Okay. Perfect. Also the same in terms of the segments. With the FoodService and maybe slightly stronger compared to the RMP segment and also to the sales segment, or is there anything going to change in the second quarter in terms of momentum for the different segments?

Maria Zesch
CEO, TAKKT

As I said, what we see is that we have improved also KPI figures from FoodService, so that's definitely a strong development so far in April. Other markets, as I said, are more challenging, region for region differently.

Speaker 6

Okay. Perfect. That answers my question. Thanks a lot.

Operator

The next question comes from Henry Peer from Capra Global. Please go ahead.
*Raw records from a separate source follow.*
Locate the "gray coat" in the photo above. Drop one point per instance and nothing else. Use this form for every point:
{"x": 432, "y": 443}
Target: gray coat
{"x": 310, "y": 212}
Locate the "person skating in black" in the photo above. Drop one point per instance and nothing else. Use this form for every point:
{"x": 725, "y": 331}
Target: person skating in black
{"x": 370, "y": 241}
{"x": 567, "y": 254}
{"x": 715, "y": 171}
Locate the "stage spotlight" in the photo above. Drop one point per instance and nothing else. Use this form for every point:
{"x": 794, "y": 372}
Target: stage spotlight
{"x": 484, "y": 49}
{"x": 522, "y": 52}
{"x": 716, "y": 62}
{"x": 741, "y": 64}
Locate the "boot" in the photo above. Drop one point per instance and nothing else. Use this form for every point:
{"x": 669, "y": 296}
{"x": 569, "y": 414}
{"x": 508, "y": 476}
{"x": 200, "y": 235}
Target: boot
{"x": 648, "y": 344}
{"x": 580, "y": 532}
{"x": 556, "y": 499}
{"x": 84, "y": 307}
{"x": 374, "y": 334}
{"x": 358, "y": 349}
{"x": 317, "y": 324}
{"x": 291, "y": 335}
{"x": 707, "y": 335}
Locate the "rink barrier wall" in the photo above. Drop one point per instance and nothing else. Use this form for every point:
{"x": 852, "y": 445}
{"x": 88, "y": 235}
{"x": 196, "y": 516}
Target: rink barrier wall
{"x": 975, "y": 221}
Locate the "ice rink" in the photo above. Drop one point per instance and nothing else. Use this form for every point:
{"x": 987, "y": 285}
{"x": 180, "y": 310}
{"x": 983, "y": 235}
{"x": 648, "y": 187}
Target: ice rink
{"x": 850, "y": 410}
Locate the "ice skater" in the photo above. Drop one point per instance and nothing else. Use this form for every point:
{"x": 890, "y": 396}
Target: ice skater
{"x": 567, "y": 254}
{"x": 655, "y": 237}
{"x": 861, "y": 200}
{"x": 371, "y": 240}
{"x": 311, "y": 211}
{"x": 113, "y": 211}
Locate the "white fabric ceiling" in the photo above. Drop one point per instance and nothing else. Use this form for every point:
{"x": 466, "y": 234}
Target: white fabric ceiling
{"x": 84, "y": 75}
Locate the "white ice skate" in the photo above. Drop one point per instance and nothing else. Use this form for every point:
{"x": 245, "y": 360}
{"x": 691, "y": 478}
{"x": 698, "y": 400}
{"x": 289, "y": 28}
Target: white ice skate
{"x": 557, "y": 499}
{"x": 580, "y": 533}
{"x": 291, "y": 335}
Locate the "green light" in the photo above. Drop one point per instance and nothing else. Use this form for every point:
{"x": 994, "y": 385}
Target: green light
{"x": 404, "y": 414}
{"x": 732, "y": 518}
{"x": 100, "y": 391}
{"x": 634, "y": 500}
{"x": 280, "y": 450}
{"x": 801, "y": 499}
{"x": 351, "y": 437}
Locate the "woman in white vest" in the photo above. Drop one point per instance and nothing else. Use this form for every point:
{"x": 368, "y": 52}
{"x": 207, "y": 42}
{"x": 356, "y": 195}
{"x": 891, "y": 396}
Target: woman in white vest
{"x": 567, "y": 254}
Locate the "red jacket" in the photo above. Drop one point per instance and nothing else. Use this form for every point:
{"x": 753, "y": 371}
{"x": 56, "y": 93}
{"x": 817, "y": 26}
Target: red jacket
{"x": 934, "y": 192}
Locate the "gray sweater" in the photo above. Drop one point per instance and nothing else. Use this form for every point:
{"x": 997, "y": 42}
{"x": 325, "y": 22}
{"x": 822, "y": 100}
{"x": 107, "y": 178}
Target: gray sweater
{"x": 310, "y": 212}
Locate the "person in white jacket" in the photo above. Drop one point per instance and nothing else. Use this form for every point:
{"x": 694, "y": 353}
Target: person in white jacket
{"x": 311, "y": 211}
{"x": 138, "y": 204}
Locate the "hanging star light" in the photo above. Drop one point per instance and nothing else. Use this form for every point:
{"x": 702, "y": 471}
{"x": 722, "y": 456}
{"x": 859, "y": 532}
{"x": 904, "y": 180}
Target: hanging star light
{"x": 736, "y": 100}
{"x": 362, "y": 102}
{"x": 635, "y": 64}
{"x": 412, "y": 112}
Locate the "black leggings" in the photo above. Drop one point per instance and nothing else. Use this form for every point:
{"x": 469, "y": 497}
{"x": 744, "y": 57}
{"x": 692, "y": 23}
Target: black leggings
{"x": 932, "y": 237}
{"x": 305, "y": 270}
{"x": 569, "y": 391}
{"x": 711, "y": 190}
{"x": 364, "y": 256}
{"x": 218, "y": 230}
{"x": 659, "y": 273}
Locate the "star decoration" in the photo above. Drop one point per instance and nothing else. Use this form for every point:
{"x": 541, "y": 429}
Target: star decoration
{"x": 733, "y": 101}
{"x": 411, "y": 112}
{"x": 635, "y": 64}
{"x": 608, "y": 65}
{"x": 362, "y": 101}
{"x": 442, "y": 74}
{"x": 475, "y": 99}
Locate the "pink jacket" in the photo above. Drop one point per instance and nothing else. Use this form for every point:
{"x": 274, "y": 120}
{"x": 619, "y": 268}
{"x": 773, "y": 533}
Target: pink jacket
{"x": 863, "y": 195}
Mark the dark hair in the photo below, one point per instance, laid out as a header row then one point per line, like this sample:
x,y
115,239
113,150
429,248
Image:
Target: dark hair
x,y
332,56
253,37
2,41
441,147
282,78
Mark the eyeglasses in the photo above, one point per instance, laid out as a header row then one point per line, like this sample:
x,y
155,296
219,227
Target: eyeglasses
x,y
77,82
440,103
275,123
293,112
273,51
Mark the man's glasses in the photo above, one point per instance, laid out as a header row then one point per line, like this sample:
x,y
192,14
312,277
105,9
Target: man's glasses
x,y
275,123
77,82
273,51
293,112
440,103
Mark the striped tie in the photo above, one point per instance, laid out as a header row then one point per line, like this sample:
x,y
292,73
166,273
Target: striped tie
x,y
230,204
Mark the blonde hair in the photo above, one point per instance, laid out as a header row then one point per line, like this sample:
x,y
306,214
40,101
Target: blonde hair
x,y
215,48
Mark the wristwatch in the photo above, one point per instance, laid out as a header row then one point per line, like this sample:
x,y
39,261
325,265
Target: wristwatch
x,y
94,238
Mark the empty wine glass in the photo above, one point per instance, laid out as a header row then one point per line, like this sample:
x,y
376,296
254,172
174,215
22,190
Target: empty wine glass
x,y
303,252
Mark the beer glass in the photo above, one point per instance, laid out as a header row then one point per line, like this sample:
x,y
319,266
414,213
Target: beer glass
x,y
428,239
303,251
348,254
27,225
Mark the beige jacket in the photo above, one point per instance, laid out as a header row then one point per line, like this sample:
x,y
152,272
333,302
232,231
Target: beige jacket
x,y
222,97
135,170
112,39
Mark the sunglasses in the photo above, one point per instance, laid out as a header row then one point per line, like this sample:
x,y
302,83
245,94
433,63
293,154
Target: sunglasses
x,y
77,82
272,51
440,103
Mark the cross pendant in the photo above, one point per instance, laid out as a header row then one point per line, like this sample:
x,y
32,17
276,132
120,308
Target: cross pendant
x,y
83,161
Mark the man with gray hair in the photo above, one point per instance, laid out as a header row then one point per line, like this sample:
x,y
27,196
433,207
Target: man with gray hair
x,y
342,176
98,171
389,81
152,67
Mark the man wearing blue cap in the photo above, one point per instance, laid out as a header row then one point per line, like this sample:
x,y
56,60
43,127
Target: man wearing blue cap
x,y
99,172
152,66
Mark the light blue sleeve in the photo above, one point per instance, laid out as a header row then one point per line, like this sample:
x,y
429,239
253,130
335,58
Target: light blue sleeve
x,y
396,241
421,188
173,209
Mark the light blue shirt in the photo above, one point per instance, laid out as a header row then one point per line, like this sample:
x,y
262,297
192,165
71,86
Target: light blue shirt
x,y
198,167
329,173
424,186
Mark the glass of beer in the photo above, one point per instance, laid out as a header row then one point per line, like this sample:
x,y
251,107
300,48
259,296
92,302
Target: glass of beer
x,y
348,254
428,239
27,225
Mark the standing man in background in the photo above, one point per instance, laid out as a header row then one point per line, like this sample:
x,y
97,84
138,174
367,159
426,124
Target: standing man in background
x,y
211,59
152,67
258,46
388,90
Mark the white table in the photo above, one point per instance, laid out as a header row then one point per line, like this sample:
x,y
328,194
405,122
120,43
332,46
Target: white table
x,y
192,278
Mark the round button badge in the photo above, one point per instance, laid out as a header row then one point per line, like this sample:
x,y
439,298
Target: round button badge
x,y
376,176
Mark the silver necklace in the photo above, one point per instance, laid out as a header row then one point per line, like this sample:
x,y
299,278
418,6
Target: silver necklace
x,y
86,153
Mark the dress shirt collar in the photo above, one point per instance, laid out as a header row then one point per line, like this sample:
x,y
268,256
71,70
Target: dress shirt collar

Sir, your line is open.

Speaker 7

Can you hear me now?

Operator

Yes, we can hear you, sir. Please proceed.

Speaker 7

Okay. Now, I have 2 last questions. Sorry. You talked about already about the margin, but do you see, like, any increase in margin pressure?

Maria Zesch
CEO, TAKKT

I'll just take both actually. You're referring to gross margin or to profitability, profit margin? Okay. Thanks. Thank you. The answer. I assume the question is on gross margin. On gross margin, of course, there is in certain areas still pressure on the cost line or on the cost items, but also that is going backwards again. As I said before, we are really focusing now on all elements of our gross margin to improve that. No, there's not a big further increasing pressure on that. Of course, it's always the balance for us to balance gross margin now with other targets we have, which is safe growth, which is also the cash flow.

We feel very comfortable and good with the 40%, which is, like, our target for the TAKKT Group, and that's, you know, what we're heading for and what we also expect for the upcoming quarters.

Operator

There are no further questions at this time. I hand back to Maria Zesch for closing comments. Please go ahead.

Maria Zesch
CEO, TAKKT

Thanks a lot for your interest in our Q1 figures. We will publish our half year results on the 27th of July, and we're looking forward to talking to you again. See you soon.